Muscle cramps can occur from a lack of stretching or loosening of the muscles - attempting to go too quick too soon. They can also occur from dehydration and/or an electrolyte deficiency. In fact, heat cramps are one of the warning signs for heat exhaustion and should be treated immediately by drinking some water or a sports drink.

Another cause of cramps is shallow breathing which ultimately leads to a lack of oxygen.

To help the side-stitch go away, take some deep breaths.

Starting a race too quickly and being out of breath can lead to this most notorious runner's cramp.

With proper conditioning and gradual intensity increases, this type of cramp should go away.

I've found that my workouts are a lot more productive and enjoyable when I work up to a steady breathing cadence.

This slow start allows my pace to gradually build up without getting those miserable cramps that come from being out-of-breath.

Another common cause of cramps is eating too much or not enough before a race or workout. Some foods that take longer to digest (meat, dairy, fats) could be in your stomach for hours and will likely make their presence known if you chose to eat & run.

So to review, here are some tips to help you avoid cramps.

Tips to AVOID Running Cramps


  • Hydrate!
    Especially in vigorous exercise or a hot environment, your system needs water to process wastes, cool your body, and get oxygen to the muscles. Make sure you drink plenty of water before, during, and after your workout (if your peeing dark yellow…you’re likely dehydrated).
  • Stretch / Warm-up
    By stretching and loosing your muscles prior to a workout, you reduce the chances of straining contracted muscles. Warm-ups allow your body to gradually ‘ramp-up’ to the level of effort you expect during the run or race.
  • Deep Breaths
    During exercise, your body is burning fuel at a much higher rate than when you’re sitting still. Shallow breathing will ultimately lead to a part of your body not getting the necessary oxygen, causing a cramp.

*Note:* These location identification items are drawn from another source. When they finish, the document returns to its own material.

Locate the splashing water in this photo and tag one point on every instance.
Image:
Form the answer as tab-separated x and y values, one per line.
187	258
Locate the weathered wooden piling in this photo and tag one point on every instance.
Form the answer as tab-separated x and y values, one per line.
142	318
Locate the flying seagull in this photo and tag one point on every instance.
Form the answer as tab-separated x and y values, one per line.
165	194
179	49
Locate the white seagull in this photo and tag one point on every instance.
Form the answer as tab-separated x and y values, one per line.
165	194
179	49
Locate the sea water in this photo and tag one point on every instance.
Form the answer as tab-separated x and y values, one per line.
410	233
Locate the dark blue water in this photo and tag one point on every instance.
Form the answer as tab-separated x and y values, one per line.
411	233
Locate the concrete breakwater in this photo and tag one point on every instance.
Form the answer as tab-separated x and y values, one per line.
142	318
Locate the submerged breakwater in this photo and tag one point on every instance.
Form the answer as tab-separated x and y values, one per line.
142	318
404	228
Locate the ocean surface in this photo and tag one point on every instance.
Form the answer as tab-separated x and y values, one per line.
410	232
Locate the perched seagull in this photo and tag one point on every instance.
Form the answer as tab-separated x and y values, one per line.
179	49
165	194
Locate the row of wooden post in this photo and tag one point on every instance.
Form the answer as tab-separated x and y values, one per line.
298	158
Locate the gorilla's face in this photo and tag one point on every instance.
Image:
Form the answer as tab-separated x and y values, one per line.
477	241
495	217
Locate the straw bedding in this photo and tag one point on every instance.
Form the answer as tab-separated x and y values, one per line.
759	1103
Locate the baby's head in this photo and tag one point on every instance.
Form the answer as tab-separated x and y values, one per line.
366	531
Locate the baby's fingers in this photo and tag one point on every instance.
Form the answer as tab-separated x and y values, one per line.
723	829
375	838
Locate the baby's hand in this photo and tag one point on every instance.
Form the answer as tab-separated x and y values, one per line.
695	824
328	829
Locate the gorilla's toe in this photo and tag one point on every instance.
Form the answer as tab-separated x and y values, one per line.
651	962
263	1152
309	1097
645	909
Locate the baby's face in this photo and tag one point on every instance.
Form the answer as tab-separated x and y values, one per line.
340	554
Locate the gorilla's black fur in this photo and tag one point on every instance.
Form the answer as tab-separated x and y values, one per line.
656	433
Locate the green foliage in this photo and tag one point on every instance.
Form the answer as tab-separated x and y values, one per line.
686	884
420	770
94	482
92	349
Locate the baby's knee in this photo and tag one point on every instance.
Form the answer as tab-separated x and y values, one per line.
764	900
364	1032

If you get the infamous ‘side-stitch’ while running try taking some deep breaths – it may very well reduce or eliminate the pain.
  • Eat Smart
    Most marathons have a pre-race pasta or carb party the night before…you’ll notice that most don’t have BBQs. Carbohydrates, of which pasta is a good source, are easily converted into fuel by the body, whereas proteins and fats take much more time and effort by the digestive system. Keep this is mind when you plan meals around your workouts.
  • Conditioning
    Simply put: try not to take huge leaps to get to your goal. Gradual steps will allow your body to grow and strengthen from the stress-rest-heal-build cycle. This conditioning will create more aerobic capacity and muscle-waste handling ability. And aside from reducing running cramps, you’ll also reduce the risk of sickness and injury that can result from overtraining.

I hope this helps you avoid running cramps and take advantage of the joys of running! If chest pain or any other sharp pain persists, please seek immediate medical attention.

Deciphering between pain and discomfort is an individual assessment, and only you can make the decision if your situation warrants professional help.